Sólo hizo falta que Sigurd posara una de sus enormes manos sobre un hombro del chico para disipar cualquier posible vacilación.
—¿Te han hecho daño? —le preguntó Ulick a Marcilla, y ella sacudió la cabeza con lentitud.
—Parece que sí —dijo con asombro—, pero no sé qué fue daño y lo que fue un mero sueño. He visto a este hombre en mis sueños, pero parece que es real y que es mi libertador.

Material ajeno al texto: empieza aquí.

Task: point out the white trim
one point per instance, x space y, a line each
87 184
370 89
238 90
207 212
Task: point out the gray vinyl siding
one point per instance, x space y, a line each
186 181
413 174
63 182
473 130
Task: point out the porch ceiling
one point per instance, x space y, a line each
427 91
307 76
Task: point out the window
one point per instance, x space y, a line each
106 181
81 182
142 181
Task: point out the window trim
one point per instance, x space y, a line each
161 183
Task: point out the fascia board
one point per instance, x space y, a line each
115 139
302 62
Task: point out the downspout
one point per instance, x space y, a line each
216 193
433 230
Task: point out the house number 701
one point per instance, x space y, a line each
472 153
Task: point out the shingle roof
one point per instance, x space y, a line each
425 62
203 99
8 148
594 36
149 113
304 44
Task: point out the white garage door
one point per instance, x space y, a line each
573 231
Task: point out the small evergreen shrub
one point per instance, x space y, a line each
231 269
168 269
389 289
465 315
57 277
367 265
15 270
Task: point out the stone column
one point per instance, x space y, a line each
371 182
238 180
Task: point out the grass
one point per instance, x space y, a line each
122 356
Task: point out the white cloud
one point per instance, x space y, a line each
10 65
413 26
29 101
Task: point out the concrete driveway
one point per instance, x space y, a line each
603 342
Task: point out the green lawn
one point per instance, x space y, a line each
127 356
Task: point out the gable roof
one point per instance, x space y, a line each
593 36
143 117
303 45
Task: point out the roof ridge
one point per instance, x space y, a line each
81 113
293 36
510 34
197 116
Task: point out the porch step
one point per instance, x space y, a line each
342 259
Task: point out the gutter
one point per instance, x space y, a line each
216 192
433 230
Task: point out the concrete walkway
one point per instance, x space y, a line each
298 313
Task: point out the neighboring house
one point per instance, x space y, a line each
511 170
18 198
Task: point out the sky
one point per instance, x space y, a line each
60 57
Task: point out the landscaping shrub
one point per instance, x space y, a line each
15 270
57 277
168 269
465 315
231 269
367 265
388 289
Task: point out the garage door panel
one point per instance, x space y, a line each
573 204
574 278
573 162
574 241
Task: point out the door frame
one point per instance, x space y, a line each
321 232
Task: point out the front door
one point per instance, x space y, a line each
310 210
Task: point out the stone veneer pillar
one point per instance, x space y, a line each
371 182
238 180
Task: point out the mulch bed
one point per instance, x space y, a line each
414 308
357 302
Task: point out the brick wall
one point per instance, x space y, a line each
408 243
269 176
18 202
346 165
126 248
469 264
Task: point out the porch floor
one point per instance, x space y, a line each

Matthias Vaedecker no aguardó a que la explicación concluyera. Había echado a andar a paso rápido para abrir la marcha, dejando que Reinmar cogiera a la muchacha de la mano para seguirlo con celeridad. Sigurd empujó con suavidad al chico y cerró la marcha; de vez en cuando se volvía para asegurarse de que nadie los seguía. El granjero y los monjes habrían sido estúpidos si lo hubiesen intentado, y se quedaron donde estaban mirando cómo los cinco pasaban con rapidez junto a la granja y continuaban hacia la entrada del valle y el bosque que se extendía más allá.

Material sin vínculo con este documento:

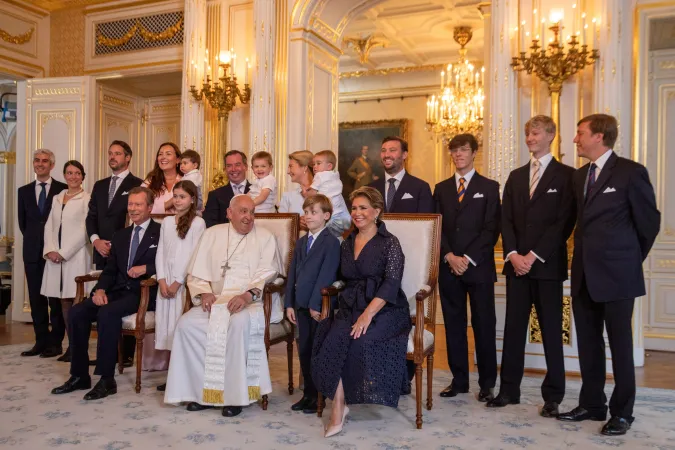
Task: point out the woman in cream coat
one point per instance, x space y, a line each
66 248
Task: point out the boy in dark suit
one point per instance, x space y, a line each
537 219
469 204
314 266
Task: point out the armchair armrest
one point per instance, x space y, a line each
326 294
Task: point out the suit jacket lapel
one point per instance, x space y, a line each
546 179
605 174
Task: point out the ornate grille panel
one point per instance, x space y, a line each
141 33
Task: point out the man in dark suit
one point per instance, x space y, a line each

Reinmar se volvió una vez para mirar hacia el valle cuando aún podía ver las expresiones de la cara de los monjes. Descubrió que todavía eran muy hoscas, aunque el enojo que había habido en ellas ya se había disipado para dar paso a la perplejidad y la ansiedad. Supuso que les daba miedo, lo que encontrarían cuando bajaran al mundo subterráneo y tenían motivos para ello. Sin duda, les haría falta su camposanto, no sólo como artimaña, sino como lugar de descanso final para al menos una docena de miembros de su compañía. Y cuando fueran a inspeccionar sus reservas de vino de los sueños, conocerían la verdadera extensión del golpe que se le había asestado a su comercio.
Mientras Reinmar aún miraba atrás, el hermano Almeric sacó algo del zurrón. Al principio, el muchacho pensó que un arma, pero cuando el monje alzó el objeto, vio que se trataba de una botella de cristal llena a medias con un líquido color ámbar. El trastornado monje se la llevó a los labios y bebió un sorbo, y después se la pasó a su compañero.
Reinmar volvió la vista al frente, pero en el momento de girar la cabeza, oyó que una voz le susurraba al oído: «Tú no sabes lo que has hecho. Ella ya ha sido elegida. Puede ser que creas que la has salvado para otra boda, pero jamás podrá ser tuya. ¿Y para qué la has salvado, a fin de cuentas, si no para una vida corta y embrutecida, llena de duras pruebas y tribulaciones, y para que tenga un final de desdicha y dolor?».
La voz no procedía de ninguna parte concreta, y Reinmar estaba seguro de que ninguno de sus compañeros la había oído; pero no tenía miedo y no sintió necesidad de responder. Había hecho lo que debía y se sentía orgulloso por haberlo hecho. Marcilla era suya hasta que fuese de Morr, y tenía intención de conservarla.